When Joe Biden was vice president, he was the point person on the conflict between Russia and Ukraine and became so vested in the crisis that some academics believed it would pose problems for him if he decided to run for president.
“I didn’t much care,” Biden wrote in his 2017 book Promise Me, Dad. “There was an important principle at stake: big countries ought to not beat up smaller ones, especially after they had given their word not to.”
Biden as president, Biden is trying to ward off a renewed Russian invasion of Ukraine, which could further imperil his political standing if he is not seen as standing up to Russian President Vladimir Putin.

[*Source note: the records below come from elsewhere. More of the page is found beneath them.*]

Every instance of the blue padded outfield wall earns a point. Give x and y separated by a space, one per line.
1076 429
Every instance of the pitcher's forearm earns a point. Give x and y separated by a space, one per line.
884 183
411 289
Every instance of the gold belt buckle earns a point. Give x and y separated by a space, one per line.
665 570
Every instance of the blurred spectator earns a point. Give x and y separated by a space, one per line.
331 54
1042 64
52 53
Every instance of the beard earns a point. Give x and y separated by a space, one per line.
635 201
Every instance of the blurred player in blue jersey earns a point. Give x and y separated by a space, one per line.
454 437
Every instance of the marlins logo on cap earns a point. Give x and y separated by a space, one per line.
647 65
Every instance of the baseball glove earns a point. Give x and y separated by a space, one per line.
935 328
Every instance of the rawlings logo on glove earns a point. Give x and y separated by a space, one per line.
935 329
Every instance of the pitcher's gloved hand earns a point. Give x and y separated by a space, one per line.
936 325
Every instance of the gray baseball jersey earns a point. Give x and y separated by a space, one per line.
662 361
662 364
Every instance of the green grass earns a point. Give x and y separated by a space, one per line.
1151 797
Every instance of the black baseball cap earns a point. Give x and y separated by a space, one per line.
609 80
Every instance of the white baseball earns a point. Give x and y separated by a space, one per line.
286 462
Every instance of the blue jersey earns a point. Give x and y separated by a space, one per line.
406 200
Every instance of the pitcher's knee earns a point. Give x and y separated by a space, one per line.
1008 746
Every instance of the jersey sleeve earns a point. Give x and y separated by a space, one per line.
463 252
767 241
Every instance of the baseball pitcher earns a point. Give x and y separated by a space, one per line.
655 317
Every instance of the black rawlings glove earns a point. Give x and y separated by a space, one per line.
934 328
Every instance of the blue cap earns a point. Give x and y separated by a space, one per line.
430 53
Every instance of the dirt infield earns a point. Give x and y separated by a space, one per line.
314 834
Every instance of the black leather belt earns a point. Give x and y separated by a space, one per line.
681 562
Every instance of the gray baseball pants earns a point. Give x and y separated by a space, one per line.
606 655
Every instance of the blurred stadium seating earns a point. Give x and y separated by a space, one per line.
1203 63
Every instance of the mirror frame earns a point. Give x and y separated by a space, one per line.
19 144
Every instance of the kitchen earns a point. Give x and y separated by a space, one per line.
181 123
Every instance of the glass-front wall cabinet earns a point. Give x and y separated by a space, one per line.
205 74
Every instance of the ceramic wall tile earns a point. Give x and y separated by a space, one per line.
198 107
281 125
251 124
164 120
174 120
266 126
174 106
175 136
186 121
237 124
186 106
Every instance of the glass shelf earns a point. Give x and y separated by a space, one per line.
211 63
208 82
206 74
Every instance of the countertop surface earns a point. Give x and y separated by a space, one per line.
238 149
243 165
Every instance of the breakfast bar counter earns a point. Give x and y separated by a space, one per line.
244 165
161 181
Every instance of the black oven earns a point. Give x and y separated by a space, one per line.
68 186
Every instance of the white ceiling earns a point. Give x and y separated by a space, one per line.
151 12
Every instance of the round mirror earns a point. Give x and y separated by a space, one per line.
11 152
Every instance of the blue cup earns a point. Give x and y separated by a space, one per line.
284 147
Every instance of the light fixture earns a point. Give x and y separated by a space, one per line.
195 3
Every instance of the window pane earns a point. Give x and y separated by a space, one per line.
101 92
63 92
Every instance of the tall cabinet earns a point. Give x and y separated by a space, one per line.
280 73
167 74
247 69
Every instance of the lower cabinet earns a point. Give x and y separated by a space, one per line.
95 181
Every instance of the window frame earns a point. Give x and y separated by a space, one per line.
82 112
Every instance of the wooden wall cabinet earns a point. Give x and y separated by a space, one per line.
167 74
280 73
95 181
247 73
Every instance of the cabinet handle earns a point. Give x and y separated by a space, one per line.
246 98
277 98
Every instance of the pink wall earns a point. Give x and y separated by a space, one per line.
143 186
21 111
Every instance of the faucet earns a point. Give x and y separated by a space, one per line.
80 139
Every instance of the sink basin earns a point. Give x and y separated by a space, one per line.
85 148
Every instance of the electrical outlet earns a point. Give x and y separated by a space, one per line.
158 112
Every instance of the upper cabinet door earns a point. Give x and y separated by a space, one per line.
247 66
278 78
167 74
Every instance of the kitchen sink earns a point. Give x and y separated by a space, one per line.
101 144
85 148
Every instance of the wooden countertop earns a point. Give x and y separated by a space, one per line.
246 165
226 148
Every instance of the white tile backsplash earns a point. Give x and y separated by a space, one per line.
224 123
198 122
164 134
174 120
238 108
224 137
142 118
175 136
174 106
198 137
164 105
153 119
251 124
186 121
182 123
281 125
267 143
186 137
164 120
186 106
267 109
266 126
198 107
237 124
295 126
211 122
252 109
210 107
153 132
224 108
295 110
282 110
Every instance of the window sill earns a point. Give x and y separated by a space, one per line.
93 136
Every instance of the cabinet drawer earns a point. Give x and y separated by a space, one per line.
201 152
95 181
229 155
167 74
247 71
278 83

“This is an issue that is close to his heart,” said Charles Kupchan, who served as senior director for European affairs at the National Security Council under President Obama.
Kupchan said Biden knows Ukraine well and cares about the country, while another source who served on the National Security Council during the 2014 crisis said Biden was personally invested in Ukraine’s success and was “frustrated by the lack of progress at times” during the previous standoff.
Biden, who served on the Senate Foreign Relations Committee as a senator, earned a reputation in the Obama White House for taking more of a dove-like approach when it came to foreign policy. He was famously skeptical of the raid that killed Osama bin Laden, the mastermind of the Sept. 11 terror attacks, in 2011.
“He was definitely more cautious than others in the cabinet and saw his service as asking Obama the hard questions,” said Richard Fontaine, the CEO of the Center for a New American Security who served as a foreign policy adviser to the late Sen. John McCain (Ariz.).
In the current crisis, Biden has weighed whether to deploy thousands of troops to defend countries on NATO’s eastern flank, while remaining firm that the U.S. will not send troops into Ukraine to fight a war against Russia.
“His current views are shaped by a true belief that Russia should not be redrawing post WWII national boundaries,” said the source who served on the National Security Council under Obama. “I think he is a true believer that we cannot stand by and allow Putin to get away with it but at the same time, Ukraine isn’t a member of NATO and he believes there is no justification for the U.S. to insert itself into a ground war with a non-NATO member.”
This time around, White House press secretary Jen Psaki said Biden and his administration are focused on rebutting the misleading Russian narrative about the tensions.
“One of the lessons that we have learned is certainly — and the president has learned — is certainly that it’s important to call out this disinformation and to make clear to the American public, to the global community what they’re trying to do here, and the fact that it is not accurate,” Psaki said Wednesday. “They’re trying to set the predicate for war.”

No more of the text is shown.